Why should biz logic that just needs to run Spark and interact with S3 now need to run a web server?

[1] Anecdotes from various posts - https://medium.com/bluecore-engineering/were-all-using-airfl... - https://eng.lyft.com/orchestrating-data-pipelines-at-lyft-co... - https://dagster.io/blog/dagster-airflow

> Airflow, in its design, made the incorrect abstraction by having Operators actually implement functional work instead of spinning up developer work.

> By simply moving to using a Kubernetes Operator, Airflow developers can develop more quickly, debug more confidently, and not worry about conflicting package requirements.

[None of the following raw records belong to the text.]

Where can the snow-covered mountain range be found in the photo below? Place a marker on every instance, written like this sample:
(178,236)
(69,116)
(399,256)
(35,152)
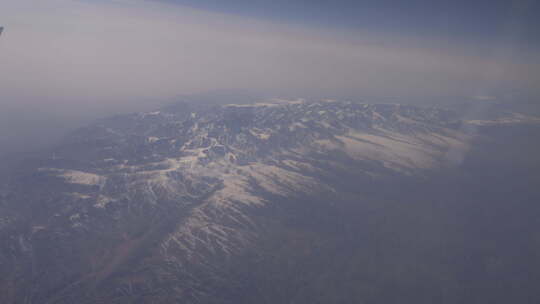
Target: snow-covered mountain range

> Airflow lacks proper library isolation. It becomes hard or impossible to do if any team requires a specific library version for a given workflow

> There is no way to separate DAGs to development, staging, and production using out-of-the-box Airflow features. That makes Airflow harder to use for mission-critical applications that require proper testing and the ability to roll back

> Data pipelines written for Airflow are typically bound to a particular environment. To avoid dependency hell, most guides recommend defining Airflow tasks with operators like the KubernetesPodOperator, which dictates that the task gets executed in Kubernetes. When a DAG is written in this way, it’s nigh-impossible to run it locally or as part of CI. And it requires opting out of all of the integrations that come out-of-the-box with Airflow.